Remdesivir: US Allows Emergency Use of Experimental Drug for Coronavirus
US regulators have allowed the emergency use of the experimental drug remdesivir, which appears to help some coronavirus patients recover faster. It is the first drug shown to help fight COVID-19, which has killed more than 230,000 people worldwide, The Guardian reports in the article by Joan E Greve and Julia Carrie Wong.
Donald Trump announced the news on Friday at the White House alongside Stephen Hahn, the Food and Drug Administration (FDA) commissioner, who said the drug would be available for patients hospitalized with COVID-19, the publication further reads.

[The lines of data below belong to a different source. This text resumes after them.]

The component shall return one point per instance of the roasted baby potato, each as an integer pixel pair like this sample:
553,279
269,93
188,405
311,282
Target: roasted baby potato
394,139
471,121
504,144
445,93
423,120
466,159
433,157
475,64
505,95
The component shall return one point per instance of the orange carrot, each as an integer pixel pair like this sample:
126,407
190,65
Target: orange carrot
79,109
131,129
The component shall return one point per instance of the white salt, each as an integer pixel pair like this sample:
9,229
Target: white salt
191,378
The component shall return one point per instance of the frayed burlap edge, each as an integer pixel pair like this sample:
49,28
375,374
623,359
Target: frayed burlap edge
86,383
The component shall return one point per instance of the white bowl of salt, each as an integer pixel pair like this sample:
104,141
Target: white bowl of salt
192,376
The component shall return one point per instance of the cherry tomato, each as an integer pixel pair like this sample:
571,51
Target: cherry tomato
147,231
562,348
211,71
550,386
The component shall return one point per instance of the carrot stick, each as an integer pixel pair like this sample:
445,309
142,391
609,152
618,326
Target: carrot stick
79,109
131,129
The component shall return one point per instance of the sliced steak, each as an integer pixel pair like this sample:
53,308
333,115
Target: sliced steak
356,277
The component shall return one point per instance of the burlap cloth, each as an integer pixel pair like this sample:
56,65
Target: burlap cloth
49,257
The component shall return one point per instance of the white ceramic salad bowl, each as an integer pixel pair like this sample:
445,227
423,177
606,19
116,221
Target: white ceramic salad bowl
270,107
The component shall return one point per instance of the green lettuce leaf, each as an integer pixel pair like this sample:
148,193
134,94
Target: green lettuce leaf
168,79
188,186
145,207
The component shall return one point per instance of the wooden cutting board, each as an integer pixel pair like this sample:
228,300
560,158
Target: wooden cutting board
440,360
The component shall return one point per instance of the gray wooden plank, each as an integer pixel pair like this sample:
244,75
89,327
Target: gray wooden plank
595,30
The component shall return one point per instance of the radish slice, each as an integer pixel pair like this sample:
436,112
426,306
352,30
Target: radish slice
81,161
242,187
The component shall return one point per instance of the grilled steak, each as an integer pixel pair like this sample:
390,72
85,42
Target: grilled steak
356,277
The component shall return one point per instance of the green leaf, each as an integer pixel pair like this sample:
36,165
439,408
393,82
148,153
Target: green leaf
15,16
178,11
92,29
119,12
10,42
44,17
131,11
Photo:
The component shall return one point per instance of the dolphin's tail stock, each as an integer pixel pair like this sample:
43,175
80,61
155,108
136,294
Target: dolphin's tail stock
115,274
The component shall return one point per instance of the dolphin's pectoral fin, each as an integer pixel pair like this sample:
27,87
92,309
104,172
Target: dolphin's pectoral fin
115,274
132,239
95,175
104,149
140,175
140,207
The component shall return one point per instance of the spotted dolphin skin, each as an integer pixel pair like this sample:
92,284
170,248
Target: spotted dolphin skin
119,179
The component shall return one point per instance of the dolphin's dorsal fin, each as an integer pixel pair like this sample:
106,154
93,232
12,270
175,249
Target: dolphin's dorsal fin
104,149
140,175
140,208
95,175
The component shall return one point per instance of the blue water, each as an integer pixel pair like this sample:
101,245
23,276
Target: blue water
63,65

The President said the approval represented a “very promising situation” in the country’s fight against coronavirus, and Dr Deborah Birx added, “I think this really illustrates what can happen in such a short time.”
The emergency approval comes days after Dr Anthony Fauci, the government’s top infectious disease expert, expressed cautious optimism about the results of a remdesivir drug trial.
“The data shows that remdesivir has a clear-cut, significant, positive effect in diminishing the time to recovery,” Fauci said earlier this week. “What it has proven is that a drug can block this virus.”
The FDA acted after preliminary results from a government-sponsored study showed that Gilead Sciences’s remdesivir shortened the time to recovery by 31%, or about four days on average, for hospitalized COVID-19 patients.
Fauci said the drug would become a new standard of care for severely ill COVID-19 patients like those in this study. The drug has not been tested on people with a milder illness.